Luckily for Xi, the gamble seems to have paid off. “Two meetings, one dinner, a walk together without ties and a gun salvo…. Xi and Obama communicate face to face. Awesome,” wrote one user on the Twitter-like service Sina Weibo.
“Love his wisdom. Love our president,” complimented another.
Others compared the informal confab to Richard Nixon’s landmark trip to Beijing in 1972 or Deng Xiaoping’s 1979 tour-de-force in the US, when he unexpectedly donned a ten-gallon hat.
For many Chinese, mind you, the politics was of less interest. Much more of a concern was why Michelle Obama didn’t join her husband for the meet-up. Many netizens saw her decision to stay behind in Washington as a snub to China’s “First Lady” Peng Liyuan who accompanied Xi to the Caribbean and Central America in the run-up to the summit, as well as joining him in California.

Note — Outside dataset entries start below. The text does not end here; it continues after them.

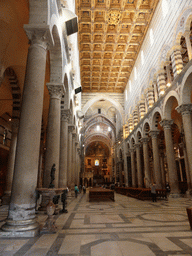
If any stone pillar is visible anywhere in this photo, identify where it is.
[59,109,70,188]
[139,99,146,120]
[141,137,151,188]
[135,143,143,188]
[77,147,81,184]
[5,119,19,198]
[166,62,172,87]
[184,31,192,61]
[123,140,128,187]
[37,139,44,188]
[176,104,192,190]
[159,149,166,189]
[74,141,79,186]
[147,86,155,109]
[133,106,139,127]
[149,131,162,189]
[171,48,183,77]
[160,119,179,196]
[67,125,75,188]
[2,25,49,237]
[157,69,166,96]
[71,133,77,187]
[128,115,133,133]
[44,83,64,188]
[130,148,136,188]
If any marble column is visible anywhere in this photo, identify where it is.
[71,132,77,187]
[171,48,183,77]
[149,131,162,189]
[123,140,128,187]
[2,25,49,237]
[135,143,143,188]
[159,149,166,189]
[67,125,75,188]
[59,109,70,188]
[160,119,179,196]
[141,137,151,188]
[130,148,136,188]
[77,147,81,184]
[176,104,192,190]
[43,83,64,188]
[184,31,192,61]
[5,119,19,198]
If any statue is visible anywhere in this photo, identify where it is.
[49,164,56,188]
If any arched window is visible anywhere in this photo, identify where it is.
[180,36,189,66]
[150,28,154,45]
[141,50,144,65]
[161,0,169,18]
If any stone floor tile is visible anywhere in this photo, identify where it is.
[181,238,192,248]
[91,242,123,256]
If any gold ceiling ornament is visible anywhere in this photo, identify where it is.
[108,10,121,25]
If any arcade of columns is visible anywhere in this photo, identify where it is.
[116,15,192,196]
[1,19,80,237]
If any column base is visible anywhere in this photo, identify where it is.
[2,191,11,205]
[169,192,181,198]
[0,218,39,237]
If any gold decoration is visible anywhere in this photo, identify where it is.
[108,10,121,25]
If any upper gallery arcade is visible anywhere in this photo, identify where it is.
[0,0,192,236]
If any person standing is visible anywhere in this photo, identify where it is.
[75,184,79,198]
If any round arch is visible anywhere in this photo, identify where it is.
[141,119,151,137]
[163,91,180,120]
[180,66,192,104]
[50,25,63,83]
[151,107,162,130]
[82,94,124,121]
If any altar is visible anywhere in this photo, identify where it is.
[89,188,115,202]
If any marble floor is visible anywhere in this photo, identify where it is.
[0,191,192,256]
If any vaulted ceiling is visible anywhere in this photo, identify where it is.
[76,0,159,92]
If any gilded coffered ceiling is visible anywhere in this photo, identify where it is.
[76,0,159,92]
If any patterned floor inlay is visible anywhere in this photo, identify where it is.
[0,194,192,256]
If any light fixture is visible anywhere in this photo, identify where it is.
[167,82,171,87]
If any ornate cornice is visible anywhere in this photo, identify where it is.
[159,119,173,129]
[47,83,64,100]
[23,24,53,50]
[68,124,75,133]
[135,143,141,148]
[176,104,192,115]
[149,131,159,138]
[61,109,71,122]
[141,137,149,144]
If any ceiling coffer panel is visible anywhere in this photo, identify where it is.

Quite why Michelle Obama would have felt the need to snub Peng went unsaid. In a handwritten note sent to Peng she explained she wanted to spend time with her daughters at the end of the school year. But that did little to placate the more prickly Chinese netizens.
“Michelle is the first lady but was absent from this summit. Our country pays attention to etiquette. No matter what her reason is we can say she is a bit lazy and lacks good demeanour,” wrote one disgruntled blogger. “Her absence made us feel sad. Friends cannot meet each other without a welcome from the hostess,” sniffed another.
It wasn’t just Mrs Obama who came in for caustic comment. Xi’s physique came in for mockery too, especially when photos of a 50-minute walk with the US president were published. “They look like Winnie the Pooh and Tigger taking a stroll together,” wrote one weibo user (later an online image showing a resemblance between the two leaders and the AA Milne characters was the most forwarded image of the week). The jokes kept coming, especially when netizens spotted that Xi’s translator had made a mistake by telling Obama that he swims 10,000 metres a day instead of 1,000. “I swear I saw Obama take a look at Xi’s Winnie belly and say ‘interesting’,” laughed one wag.